RASS (Richmond Agitation-Sedation Scale)—description of the degree of aggression of the patient or the level of sedation depth;
CAM-ICU Scale (Confusion Assessment Method-Intensive Care Unit)—assessment of confusion (
Appendix , Figure 7); assessment of hypo-active, hyperactive, or mixed form of delirium;Coma Scale FOUR (Full Outline of UnResponsiveness)—more precisely details the neurological status, recognizes the locked-in syndrome, evaluates brainstem reflexes, evaluates the respiratory pattern, and identifies various stages of brain dislocation. FOUR score is a new coma scale that was recently developed and validated in adults as a proposed replacement for the Glasgow Coma Scale (GCS) and it is not reliant on verbal response;
PBSS (Pittsburg BrainStem Score)—used to assess brainstem reflexes in patients in a coma and to assess the depth of coma of nontraumatic genesis;
BPS (Behavioral Pain Scale)—objectification of pain syndrome;
MRC scale (Medical Research Council Weakness Scale)—quantitative assessment of muscle strength; used in awake patients in consciousness;
MAS (Modified Ashworth Scale)—assessment of spasticity; used in patients with increased muscle tone of the extremities due to cerebral damage;
CNS (Canadian Neurological Scale)—rapid assessment of the level of neurological deficit associated with acute cerebrovascular events.

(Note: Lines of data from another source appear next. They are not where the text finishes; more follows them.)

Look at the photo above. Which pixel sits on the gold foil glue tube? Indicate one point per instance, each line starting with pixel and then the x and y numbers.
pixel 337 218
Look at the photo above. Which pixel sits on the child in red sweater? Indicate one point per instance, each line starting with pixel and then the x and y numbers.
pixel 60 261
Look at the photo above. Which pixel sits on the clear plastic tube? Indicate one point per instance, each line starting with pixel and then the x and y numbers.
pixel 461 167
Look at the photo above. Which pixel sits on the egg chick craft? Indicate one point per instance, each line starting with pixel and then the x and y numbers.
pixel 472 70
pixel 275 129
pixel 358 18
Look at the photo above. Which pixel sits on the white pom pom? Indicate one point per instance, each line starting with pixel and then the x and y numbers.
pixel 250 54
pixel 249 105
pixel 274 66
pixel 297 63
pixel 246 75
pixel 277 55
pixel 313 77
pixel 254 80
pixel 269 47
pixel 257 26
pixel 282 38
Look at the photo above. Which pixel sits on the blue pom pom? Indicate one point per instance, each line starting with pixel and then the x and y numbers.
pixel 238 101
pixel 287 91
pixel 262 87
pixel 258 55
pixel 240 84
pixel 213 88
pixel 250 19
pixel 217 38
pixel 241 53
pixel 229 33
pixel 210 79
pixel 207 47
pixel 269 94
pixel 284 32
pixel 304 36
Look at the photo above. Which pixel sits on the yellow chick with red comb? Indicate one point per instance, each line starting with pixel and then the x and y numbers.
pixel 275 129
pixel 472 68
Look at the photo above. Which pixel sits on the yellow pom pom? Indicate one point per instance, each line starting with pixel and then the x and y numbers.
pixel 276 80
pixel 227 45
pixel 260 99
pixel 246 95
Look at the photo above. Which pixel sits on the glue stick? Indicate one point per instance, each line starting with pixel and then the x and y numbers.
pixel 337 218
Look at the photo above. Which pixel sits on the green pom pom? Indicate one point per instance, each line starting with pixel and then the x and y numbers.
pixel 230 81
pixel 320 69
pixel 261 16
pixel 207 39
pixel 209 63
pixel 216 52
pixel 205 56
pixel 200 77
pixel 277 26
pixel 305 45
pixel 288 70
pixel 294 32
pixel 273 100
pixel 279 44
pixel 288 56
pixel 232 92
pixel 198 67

Surviving patients are often left with long-term cognitive impairments that can lead to disability. There is increasing evidence that SAE can cause long-term cognitive impairment, including changes in the speed of mental processing, decreased memory, attention, and visual–spatial abilities [9]. They can persist for several years after the diagnosis of SAE, affecting functional abilities, quality of life, and the ability to return to work. Depending on the degree of disorders (e.g., mild, moderate, or severe), the presence of this disease can be a great burden for both family members and caregivers. Many patients diagnosed with SAE have chronic neurocognitive effects for 6 years after discharge from the intensive care unit [10]. A small series of cases showed that several months after discharge from the intensive care unit, all patients had severe memory and attention disorders [11]. These restrictions arose when performing basic everyday tasks, such as eating, bathing, and various household activities. Other important neuropsychiatric diseases that are present in surviving patients are depression and anxiety. The prevalence and severity of these mental disorders in patients vary from 10–58% [12].
2.2 Laboratory diagnostic markers
With the development of SAE from the standpoint of pathophysiology, the endothelium and blood–brain barrier (BBB) are damaged, resulting in the destruction of proteins with their subsequent release into the bloodstream. These peptides can be considered as markers of BBB integrity. In the study by Barichello et al., plasma levels of occludin, claudin-5, zonula occludens-1 (ZO-1), procalcitonin, and lactate were evaluated in patients with sepsis [13]. Occludin and ZO-1 were elevated and positively correlated with the severity of the disease. The prognostic value of the ZO-1 level for in-hospital mortality was comparable to the lactate level [14].
In another study, Wang et al., the diameter of the optic nerve sheath (ONSD) was measured using ultrasound in rabbits with SAE and the levels of neurospecific enolase (NSE), astroglial protein S100B, tumor necrosis factor-α (TNF-α) were determined by enzyme immunoassay. According to the results of the study, changes in ONSD (increased over time) correlated with NSE and S100B. ONSD monitoring has shown a high prognostic value in SAE [14].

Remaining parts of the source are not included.